The hearth is the centre of family life, what the hall is to the manor. About it gather all who are bound together by community of blood and interest, and this is still recognized, for it is counted an unwarrantable presumption in a stranger to poke your fire.
But how small and degenerate is our fire from what it once was. Coal having taken the place of logs, the hearth has been reduced and the grate has supplanted the dogs or andirons, and the gaping fireplace is closed in.
I know an old Elizabethan mansion where the chimney-stack containing three flues descends into the hall and has in it three fireplaces, so that simultaneously three fires could burn in the same room, and the family circle could fold about the three hearths combined into one in an almost complete circle.
And what chimneys those were in old times! Bacon-sides were hung in them, so large were they, and not infrequently a ladder could be put up them to communicate with a little door that gave access to a secret place.
A CHIMNEY-PIECE End of Seventeenth Century
I was looking not long ago at the demolition of a good yeoman's dwelling in Cornwall. By the side of the hearth, opening into the kitchen-hall, was a walled-up door, against which usually a dresser or cupboard stood. This walled-up door communicated with a goodly chamber or cellar formed in the thickness of the chimney, and without an opening to the light outside. Access to this chamber could, however, always be had by means of a hand-ladder placed when required in the chimney. This admitted through a door in the chimney to the receptacle for kegs—for that was the real purpose of the concealed place, it was the yeoman's cellar of spirits that had never paid customs.

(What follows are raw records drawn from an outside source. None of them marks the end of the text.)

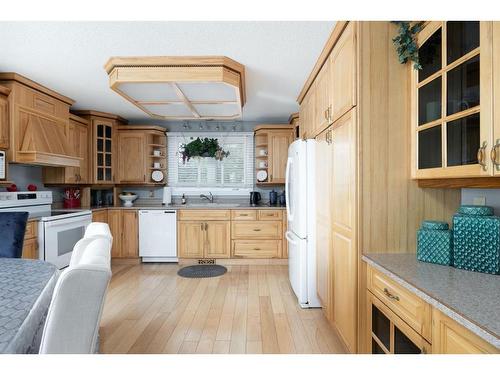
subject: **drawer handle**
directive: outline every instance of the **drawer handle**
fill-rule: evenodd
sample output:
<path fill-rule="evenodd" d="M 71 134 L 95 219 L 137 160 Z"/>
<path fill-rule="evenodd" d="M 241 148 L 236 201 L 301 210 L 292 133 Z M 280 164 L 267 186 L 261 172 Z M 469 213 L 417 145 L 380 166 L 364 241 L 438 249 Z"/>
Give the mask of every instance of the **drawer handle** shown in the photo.
<path fill-rule="evenodd" d="M 395 296 L 394 294 L 392 294 L 391 292 L 389 292 L 389 290 L 387 290 L 387 288 L 384 288 L 384 294 L 389 297 L 390 299 L 393 299 L 395 301 L 399 301 L 399 297 L 398 296 Z"/>
<path fill-rule="evenodd" d="M 240 214 L 240 216 L 248 216 L 248 214 Z"/>
<path fill-rule="evenodd" d="M 488 169 L 486 165 L 486 157 L 485 157 L 485 152 L 486 152 L 486 146 L 488 143 L 486 141 L 483 142 L 483 145 L 479 147 L 479 150 L 477 151 L 477 163 L 481 166 L 483 171 L 486 171 Z"/>
<path fill-rule="evenodd" d="M 260 232 L 260 229 L 254 229 L 253 231 L 254 232 Z"/>
<path fill-rule="evenodd" d="M 254 247 L 253 249 L 254 250 L 260 250 L 260 247 Z"/>

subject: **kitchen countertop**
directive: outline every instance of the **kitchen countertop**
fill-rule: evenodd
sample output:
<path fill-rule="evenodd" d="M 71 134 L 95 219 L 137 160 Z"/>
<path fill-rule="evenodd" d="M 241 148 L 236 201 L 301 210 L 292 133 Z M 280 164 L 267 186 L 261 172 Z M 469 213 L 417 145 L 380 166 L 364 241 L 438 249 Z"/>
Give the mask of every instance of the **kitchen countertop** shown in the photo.
<path fill-rule="evenodd" d="M 259 204 L 256 206 L 251 206 L 249 203 L 222 203 L 222 202 L 216 202 L 216 203 L 206 203 L 206 204 L 201 204 L 201 203 L 195 203 L 195 204 L 171 204 L 168 206 L 164 206 L 161 203 L 152 203 L 152 204 L 146 204 L 146 203 L 138 203 L 132 207 L 123 207 L 123 206 L 92 206 L 89 207 L 88 209 L 90 210 L 100 210 L 100 209 L 123 209 L 123 210 L 286 210 L 286 207 L 282 206 L 270 206 L 267 204 Z"/>
<path fill-rule="evenodd" d="M 362 259 L 500 348 L 499 275 L 420 262 L 412 253 L 365 254 Z"/>

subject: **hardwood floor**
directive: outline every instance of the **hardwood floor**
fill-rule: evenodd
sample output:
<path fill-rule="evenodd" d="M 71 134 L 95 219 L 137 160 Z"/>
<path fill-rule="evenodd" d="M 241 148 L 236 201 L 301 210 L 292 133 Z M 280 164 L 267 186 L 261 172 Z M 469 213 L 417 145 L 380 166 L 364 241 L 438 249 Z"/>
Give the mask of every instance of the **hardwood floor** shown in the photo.
<path fill-rule="evenodd" d="M 114 265 L 101 353 L 344 353 L 320 309 L 303 310 L 287 266 L 227 266 L 216 278 L 176 264 Z"/>

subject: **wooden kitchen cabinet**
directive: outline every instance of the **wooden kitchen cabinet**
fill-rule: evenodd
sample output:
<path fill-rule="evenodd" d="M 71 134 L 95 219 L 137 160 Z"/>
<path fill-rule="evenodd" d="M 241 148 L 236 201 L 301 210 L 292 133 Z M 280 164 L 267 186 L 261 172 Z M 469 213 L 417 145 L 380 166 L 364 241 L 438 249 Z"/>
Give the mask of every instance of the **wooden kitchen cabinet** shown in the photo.
<path fill-rule="evenodd" d="M 98 223 L 108 222 L 108 209 L 92 211 L 92 221 Z"/>
<path fill-rule="evenodd" d="M 356 113 L 351 110 L 333 124 L 332 271 L 333 323 L 350 352 L 356 351 Z"/>
<path fill-rule="evenodd" d="M 500 22 L 492 22 L 493 28 L 493 144 L 491 148 L 491 161 L 495 177 L 500 176 Z"/>
<path fill-rule="evenodd" d="M 367 342 L 372 354 L 426 354 L 431 344 L 415 332 L 369 291 L 367 298 Z"/>
<path fill-rule="evenodd" d="M 327 115 L 330 124 L 356 105 L 356 29 L 349 22 L 333 47 L 328 61 L 329 92 Z"/>
<path fill-rule="evenodd" d="M 207 221 L 205 223 L 205 257 L 229 258 L 231 254 L 231 223 Z"/>
<path fill-rule="evenodd" d="M 315 137 L 331 124 L 330 112 L 332 110 L 332 78 L 331 60 L 328 59 L 316 77 L 314 86 L 314 122 L 310 129 L 310 137 Z"/>
<path fill-rule="evenodd" d="M 316 197 L 322 197 L 316 206 L 316 289 L 324 315 L 333 321 L 333 249 L 332 249 L 332 128 L 316 137 L 315 161 L 321 168 L 315 180 Z"/>
<path fill-rule="evenodd" d="M 0 85 L 11 90 L 9 162 L 78 167 L 69 146 L 69 108 L 74 101 L 17 73 L 0 73 Z M 1 137 L 5 134 L 2 131 Z"/>
<path fill-rule="evenodd" d="M 89 184 L 111 185 L 116 182 L 117 128 L 127 121 L 120 116 L 98 111 L 74 111 L 90 124 Z"/>
<path fill-rule="evenodd" d="M 432 353 L 500 354 L 500 350 L 434 309 L 432 312 Z"/>
<path fill-rule="evenodd" d="M 303 100 L 300 102 L 299 118 L 300 118 L 300 138 L 313 138 L 314 127 L 316 124 L 316 81 L 314 81 L 309 90 L 305 94 Z"/>
<path fill-rule="evenodd" d="M 493 23 L 479 21 L 429 22 L 419 33 L 422 70 L 412 71 L 414 178 L 494 175 L 492 34 Z"/>
<path fill-rule="evenodd" d="M 293 125 L 257 125 L 255 127 L 255 168 L 257 171 L 267 172 L 267 179 L 257 181 L 258 185 L 285 183 L 288 146 L 295 139 L 293 132 Z"/>
<path fill-rule="evenodd" d="M 9 148 L 9 101 L 10 89 L 0 86 L 0 150 Z"/>
<path fill-rule="evenodd" d="M 229 258 L 229 221 L 179 221 L 179 258 Z"/>
<path fill-rule="evenodd" d="M 112 258 L 139 257 L 137 210 L 108 209 L 108 225 L 113 236 Z"/>
<path fill-rule="evenodd" d="M 43 169 L 45 184 L 89 183 L 89 122 L 79 116 L 69 116 L 69 147 L 71 154 L 80 160 L 79 167 L 46 167 Z"/>
<path fill-rule="evenodd" d="M 38 221 L 28 221 L 24 232 L 23 259 L 38 259 Z"/>
<path fill-rule="evenodd" d="M 160 126 L 126 125 L 118 127 L 118 175 L 116 183 L 165 185 L 167 173 L 166 129 Z M 160 155 L 155 155 L 155 151 Z M 159 163 L 159 167 L 155 167 Z M 153 171 L 163 180 L 154 181 Z"/>
<path fill-rule="evenodd" d="M 177 252 L 179 258 L 203 258 L 205 254 L 205 223 L 201 221 L 179 221 L 177 226 Z"/>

When a fresh supply was taken in, the door into the kitchen was unwalled and the cellar filled with kegs, then walled up again and plastered over. But as spirits were wanted they were got by means of the ladder—keg by keg.
It was in such a chamber in the wall, to which access was alone obtainable through the chimney, that Garnet and Oldcorne were concealed after the Gunpowder Plot. This is how Ainsworth describes the place of retreat: "Mrs. Abindon conducted the two priests to one of the large fireplaces. A raised stone about two feet high occupied the inside of the chimney, and upon it stood an immense pair of iron dogs. Obeying Mrs. Abindon's directions, Garnet got upon the stone, and setting his foot on the large iron knob on the left, found a few projections in the masonry on the side, up which he mounted, and opening a small door made of planks of wood, covered with bricks and coloured black, so as not to be distinguishable from the walls of the chimney, crept into a recess contrived in the thickness of the wall. This cell was about two feet wide and four high, and was connected with another chimney at the back by means of three or four small holes. Across its sides ran a narrow stone shelf, just wide enough to afford an uncomfortable seat."
But these wide chimneys, if they allowed ascent, also permitted descent, and many a house was entered and burgled by this means.
There was in my own neighbourhood, about a century ago, a man who lived in a cave above the Tamar, in Dunterton Wood, whose retreat was known to none, and who was a terror to the neighbourhood. He was wont during the night to visit well-to-do persons' houses within reach, get over the roof to the chimney of the hall, and descend it. Once in the house he collected what he listed, unbarred the door, and walked away with his spoil.
So great was the terror inspired by this man in the neighbourhood that all householders who had anything to lose had spiked contrivances of iron put into their chimneys, so that the burglar in descending at a rapid pace stood a chance of being impaled. The other day, in repairing my hall chimney, I came on this contrivance.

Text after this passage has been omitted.